В доме на К. Маркса Ахматовой очень помогала по хозяйству жена драматурга И. Штока, до своего отъезда в середине 1942 года. И жена драматурга Радзинского, мать ныне известного писателя и драматурга Эдварда Радзинского, который с родителями тоже находился в Ташкенте. Радзинская постоянно отоваривала карточки, убиралась в её комнате.
Исидор Шток и его жена были соседями Ахматовой по общежитию, слушателями её поэм, помощниками в быту. "К тому же, - писала Л. Чуковская, - Исидор Владимирович, весельчак и остроумец, развлекал Анну Андреевну своими каламбурами. Когда Штоки уезжали ... Ахматова сделала им драгоценный подарок: собственноручно переписанный экземпляр "Поэмы без героя" 1942 года". Помощь Ахматовой, которая осуществлялась абсолютно добровольно многими её почитателями, раздражала некоторых обитателей дома. "Оказывается, там есть целая когорта дам-вязальщиц - во главе с мадам Лидиной, - вспоминала Лидия Корнеевна, - которые возмущены тем, что NN сама не бегает за пирожками, а ей радостно их приносят, что Цявловский носит ей обед, что Волькенштейн кипятит чайник и т.д.

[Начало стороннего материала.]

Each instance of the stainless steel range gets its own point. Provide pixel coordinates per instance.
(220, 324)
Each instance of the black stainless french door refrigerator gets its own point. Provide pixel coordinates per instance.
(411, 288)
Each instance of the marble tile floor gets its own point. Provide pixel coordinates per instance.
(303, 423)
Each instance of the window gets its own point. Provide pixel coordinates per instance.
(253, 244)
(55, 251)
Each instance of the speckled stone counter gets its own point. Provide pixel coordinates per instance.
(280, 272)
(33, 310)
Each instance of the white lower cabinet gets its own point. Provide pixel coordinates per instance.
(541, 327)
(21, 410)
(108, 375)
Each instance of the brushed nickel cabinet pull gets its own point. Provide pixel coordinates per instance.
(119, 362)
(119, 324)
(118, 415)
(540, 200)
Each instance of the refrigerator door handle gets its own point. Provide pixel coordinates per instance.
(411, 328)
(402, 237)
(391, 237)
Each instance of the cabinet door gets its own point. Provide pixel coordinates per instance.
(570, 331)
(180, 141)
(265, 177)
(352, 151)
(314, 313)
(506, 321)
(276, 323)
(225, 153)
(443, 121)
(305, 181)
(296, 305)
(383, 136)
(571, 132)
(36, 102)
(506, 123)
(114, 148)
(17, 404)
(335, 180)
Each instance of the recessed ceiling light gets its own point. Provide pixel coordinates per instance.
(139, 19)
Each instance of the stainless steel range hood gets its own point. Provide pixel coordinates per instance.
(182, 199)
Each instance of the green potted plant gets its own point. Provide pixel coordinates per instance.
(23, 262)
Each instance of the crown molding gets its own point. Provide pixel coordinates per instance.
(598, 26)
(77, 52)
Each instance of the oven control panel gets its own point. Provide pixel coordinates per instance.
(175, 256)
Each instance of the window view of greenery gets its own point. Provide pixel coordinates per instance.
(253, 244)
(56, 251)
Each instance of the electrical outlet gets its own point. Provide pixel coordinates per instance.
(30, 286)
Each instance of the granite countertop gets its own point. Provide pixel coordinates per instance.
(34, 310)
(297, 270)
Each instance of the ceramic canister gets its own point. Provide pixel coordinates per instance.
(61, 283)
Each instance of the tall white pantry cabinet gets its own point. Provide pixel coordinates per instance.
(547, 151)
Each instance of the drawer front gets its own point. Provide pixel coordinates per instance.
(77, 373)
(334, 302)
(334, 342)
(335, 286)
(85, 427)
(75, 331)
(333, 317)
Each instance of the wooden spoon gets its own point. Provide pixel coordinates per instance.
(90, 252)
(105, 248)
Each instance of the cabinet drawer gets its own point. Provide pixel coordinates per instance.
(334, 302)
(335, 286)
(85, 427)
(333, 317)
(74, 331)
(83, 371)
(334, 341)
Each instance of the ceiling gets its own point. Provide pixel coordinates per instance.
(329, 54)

Стихов её они не читали, лично с ней не знакомы, но рабьи души не могут вынести, что кто-то кому-то оказывает почет без принуждения, по собственной воле..."

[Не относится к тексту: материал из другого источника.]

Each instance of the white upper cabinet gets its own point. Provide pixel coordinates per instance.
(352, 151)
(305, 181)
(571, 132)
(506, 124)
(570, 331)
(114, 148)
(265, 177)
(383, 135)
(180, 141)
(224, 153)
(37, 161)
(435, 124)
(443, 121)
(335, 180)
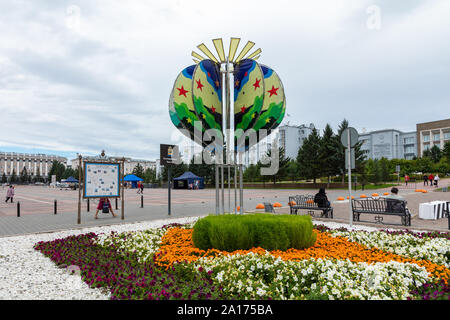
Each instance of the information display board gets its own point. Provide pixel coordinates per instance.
(101, 180)
(168, 154)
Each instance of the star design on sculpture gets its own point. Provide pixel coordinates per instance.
(199, 84)
(273, 91)
(182, 91)
(256, 84)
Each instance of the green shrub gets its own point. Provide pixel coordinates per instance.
(242, 232)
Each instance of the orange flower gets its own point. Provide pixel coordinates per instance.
(177, 246)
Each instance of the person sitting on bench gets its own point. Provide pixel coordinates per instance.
(322, 200)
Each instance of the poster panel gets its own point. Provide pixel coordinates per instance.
(101, 180)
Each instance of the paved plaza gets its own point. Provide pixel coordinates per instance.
(37, 207)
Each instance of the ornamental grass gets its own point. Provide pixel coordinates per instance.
(177, 246)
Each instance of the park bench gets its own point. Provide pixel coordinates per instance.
(268, 207)
(380, 207)
(306, 202)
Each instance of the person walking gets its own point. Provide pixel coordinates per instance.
(425, 179)
(10, 194)
(105, 205)
(139, 187)
(406, 179)
(436, 180)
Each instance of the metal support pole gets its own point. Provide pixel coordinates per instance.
(349, 158)
(168, 186)
(235, 188)
(229, 191)
(122, 208)
(222, 211)
(217, 188)
(79, 188)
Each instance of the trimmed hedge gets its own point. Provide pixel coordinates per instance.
(232, 232)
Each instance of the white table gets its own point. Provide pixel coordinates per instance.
(432, 210)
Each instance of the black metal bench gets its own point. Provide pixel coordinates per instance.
(306, 202)
(381, 206)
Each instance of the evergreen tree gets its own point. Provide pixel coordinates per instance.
(435, 154)
(327, 153)
(292, 170)
(360, 155)
(309, 155)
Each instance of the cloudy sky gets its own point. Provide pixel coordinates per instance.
(82, 76)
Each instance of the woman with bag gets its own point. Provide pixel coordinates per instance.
(105, 205)
(10, 194)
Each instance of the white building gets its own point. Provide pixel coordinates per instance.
(35, 164)
(390, 144)
(291, 138)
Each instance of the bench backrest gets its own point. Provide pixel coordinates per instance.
(305, 200)
(379, 205)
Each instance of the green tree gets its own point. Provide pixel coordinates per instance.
(327, 153)
(251, 173)
(292, 170)
(308, 155)
(360, 155)
(435, 154)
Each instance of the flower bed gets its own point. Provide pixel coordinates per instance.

Вскоре частыми посетителями комнатки Анны Андреевны становятся люди из театральной и артистической среды: Р. Беньяш, Д. Слепян и другие. Частая гостья и Фаина Георгиевна Раневская - великая актриса, привнесшая в жизнь поэта несколько иные нравы. При ней обычным делом в крохотной комнатке Ахматовой стали всевозможные артистические гулянки. Раневскую сопровождали её подруги-актрисы, дамы, по отзывам самой же Ахматовой, ограниченные и грубые.

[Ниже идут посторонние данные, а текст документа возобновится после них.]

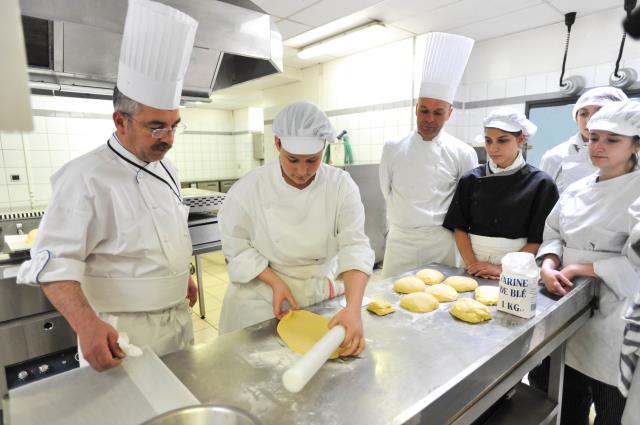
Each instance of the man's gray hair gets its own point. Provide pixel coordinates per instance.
(124, 104)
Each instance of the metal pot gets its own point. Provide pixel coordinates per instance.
(205, 414)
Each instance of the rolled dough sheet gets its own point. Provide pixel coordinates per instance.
(301, 329)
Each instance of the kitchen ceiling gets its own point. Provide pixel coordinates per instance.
(480, 20)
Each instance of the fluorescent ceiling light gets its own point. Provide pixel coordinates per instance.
(357, 39)
(44, 85)
(102, 91)
(327, 30)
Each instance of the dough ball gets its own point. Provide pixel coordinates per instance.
(470, 310)
(430, 276)
(419, 302)
(442, 292)
(407, 285)
(487, 295)
(461, 283)
(380, 307)
(31, 236)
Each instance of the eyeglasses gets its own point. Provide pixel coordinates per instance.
(159, 133)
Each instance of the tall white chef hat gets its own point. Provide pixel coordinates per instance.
(617, 117)
(303, 129)
(598, 96)
(154, 56)
(445, 58)
(508, 119)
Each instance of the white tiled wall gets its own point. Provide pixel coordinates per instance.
(73, 130)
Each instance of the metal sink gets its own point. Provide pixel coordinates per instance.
(205, 414)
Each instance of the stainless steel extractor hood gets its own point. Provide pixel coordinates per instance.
(73, 46)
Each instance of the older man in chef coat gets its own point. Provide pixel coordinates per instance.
(113, 250)
(419, 173)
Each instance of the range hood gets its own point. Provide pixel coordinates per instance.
(73, 46)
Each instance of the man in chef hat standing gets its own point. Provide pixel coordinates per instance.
(113, 250)
(418, 174)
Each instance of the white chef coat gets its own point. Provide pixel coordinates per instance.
(632, 406)
(418, 179)
(590, 224)
(567, 162)
(123, 235)
(307, 236)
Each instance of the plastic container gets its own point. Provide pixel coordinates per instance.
(519, 284)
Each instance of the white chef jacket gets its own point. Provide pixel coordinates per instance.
(118, 231)
(308, 236)
(590, 224)
(567, 162)
(418, 179)
(632, 406)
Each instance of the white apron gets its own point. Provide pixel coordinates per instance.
(246, 304)
(601, 335)
(408, 249)
(492, 249)
(153, 310)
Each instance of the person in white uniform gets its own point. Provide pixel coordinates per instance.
(292, 228)
(568, 162)
(629, 383)
(501, 207)
(419, 173)
(585, 235)
(113, 249)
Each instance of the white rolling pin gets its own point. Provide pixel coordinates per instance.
(300, 373)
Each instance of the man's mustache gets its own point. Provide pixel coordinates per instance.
(161, 146)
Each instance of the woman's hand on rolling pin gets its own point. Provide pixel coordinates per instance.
(351, 320)
(282, 293)
(485, 270)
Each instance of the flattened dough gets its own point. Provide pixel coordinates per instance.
(430, 276)
(301, 329)
(409, 284)
(380, 307)
(487, 295)
(470, 310)
(419, 302)
(461, 283)
(31, 236)
(443, 293)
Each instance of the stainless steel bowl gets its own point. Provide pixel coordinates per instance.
(205, 414)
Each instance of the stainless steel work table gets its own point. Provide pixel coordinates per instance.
(430, 368)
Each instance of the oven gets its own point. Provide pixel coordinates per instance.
(35, 340)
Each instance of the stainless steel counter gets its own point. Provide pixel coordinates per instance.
(428, 366)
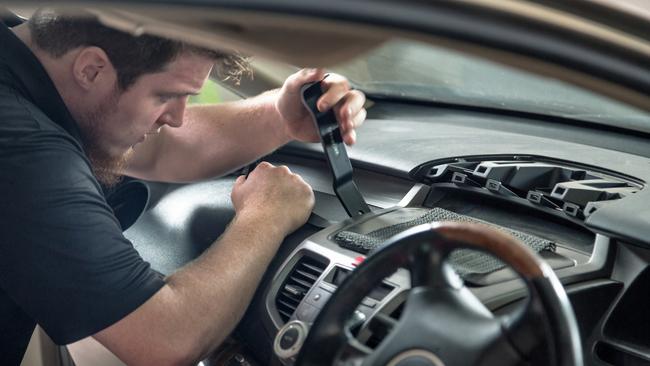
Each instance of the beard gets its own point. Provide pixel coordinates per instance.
(106, 167)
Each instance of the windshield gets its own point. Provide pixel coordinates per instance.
(411, 70)
(407, 69)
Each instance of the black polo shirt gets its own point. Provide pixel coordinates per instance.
(64, 263)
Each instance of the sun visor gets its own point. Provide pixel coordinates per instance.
(278, 37)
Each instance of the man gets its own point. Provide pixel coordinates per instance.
(79, 101)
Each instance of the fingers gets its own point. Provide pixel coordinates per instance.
(351, 113)
(297, 80)
(348, 105)
(336, 87)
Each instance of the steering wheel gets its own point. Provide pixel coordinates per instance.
(443, 323)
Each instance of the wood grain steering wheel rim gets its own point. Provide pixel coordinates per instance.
(442, 320)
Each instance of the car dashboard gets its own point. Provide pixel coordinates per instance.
(541, 179)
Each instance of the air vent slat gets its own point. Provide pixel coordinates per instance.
(308, 275)
(302, 282)
(297, 284)
(315, 269)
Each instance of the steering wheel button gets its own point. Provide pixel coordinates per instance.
(318, 297)
(289, 338)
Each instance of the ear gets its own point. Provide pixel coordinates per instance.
(93, 70)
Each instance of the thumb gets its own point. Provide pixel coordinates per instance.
(240, 180)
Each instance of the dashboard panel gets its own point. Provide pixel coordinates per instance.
(180, 221)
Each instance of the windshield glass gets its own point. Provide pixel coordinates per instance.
(407, 69)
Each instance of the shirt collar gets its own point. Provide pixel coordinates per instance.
(33, 82)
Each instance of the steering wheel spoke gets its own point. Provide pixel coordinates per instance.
(429, 267)
(443, 322)
(354, 353)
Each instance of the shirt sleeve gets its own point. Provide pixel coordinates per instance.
(63, 257)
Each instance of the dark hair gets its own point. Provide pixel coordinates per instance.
(132, 56)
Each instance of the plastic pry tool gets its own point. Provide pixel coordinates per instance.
(337, 157)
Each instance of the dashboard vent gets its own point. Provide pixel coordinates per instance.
(551, 185)
(300, 280)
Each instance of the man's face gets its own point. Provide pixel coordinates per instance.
(125, 119)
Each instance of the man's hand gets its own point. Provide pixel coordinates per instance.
(274, 194)
(347, 104)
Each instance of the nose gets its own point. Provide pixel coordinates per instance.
(174, 114)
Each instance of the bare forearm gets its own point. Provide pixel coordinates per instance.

Все это разрушило на долгие годы её дружбу с Лидией Чуковской, которую многое шокировало в Раневской. Анна Андреевна умела быть разной: серьезно и глубоко общаться с пушкинистами, и в частности с Цявловскими, проживавшими по соседству, вести разговоры с Лидией Корнеевной о литературе и поэзии, и в то же время чувствовала вкус острого слова, грубой шутки и анекдота, что, впрочем, не отличало её от великих поэтов.
Ахматова тяготилась неумными подругами актрисы, к самой же Раневской была искренне привязана, - она любила талантливых людей, со всеми их недостатками. Она стремилась избежать намека на любое давление, с чьей бы стороны оно ни исходило, каким бы целям ни было подчинено.
Распутывание отношений Ахматовой с ближними и дальними людьми будет перемежаться тяжелыми, а иногда смертельными болезнями. Все годы эвакуации она боролась со смертью, из лап которой чудом вырвалась, улетев из блокадного Ленинграда. Однако смерть подходила к ней очень близко во все годы жизни в эвакуации; два раза она тяжело болела тифом, потом скарлатиной и ангиной, и так почти до самого отъезда.
Жизнь, смерть, любовь, ненависть, ревность, зависть, злоба и доброта проявлялись в этом тесном человеческом и писательском мирке почти ежедневно. Иногда все вдруг смешивалось, запутывалось... Нужна была определенная широта и мудрость, чтобы понять, что происходит с тем или иным человеком. Куда его несет. А менялись в те годы почти все. Можно сказать определенно, что входили в водоворот военных лет одни люди, а выходили совершенно другие. И те, кто умел сохранять доброту и великодушие, легче переносили несчастья. Откликались на беду, помогали, жалели. Но были такие, кто не допускал к себе жалости, не позволял себя жалеть; были высокомерны и горды, заносчивы, возможно, по юности или неопытности жили своей непонятной сложной внутренней жизнью, и молва бывала к ним беспощадна. Так было с Георгием Эфроном, сыном Марины Цветаевой, который очень скоро станет одним из участников маленьких и больших драм и трагедий ташкентской эвакуации.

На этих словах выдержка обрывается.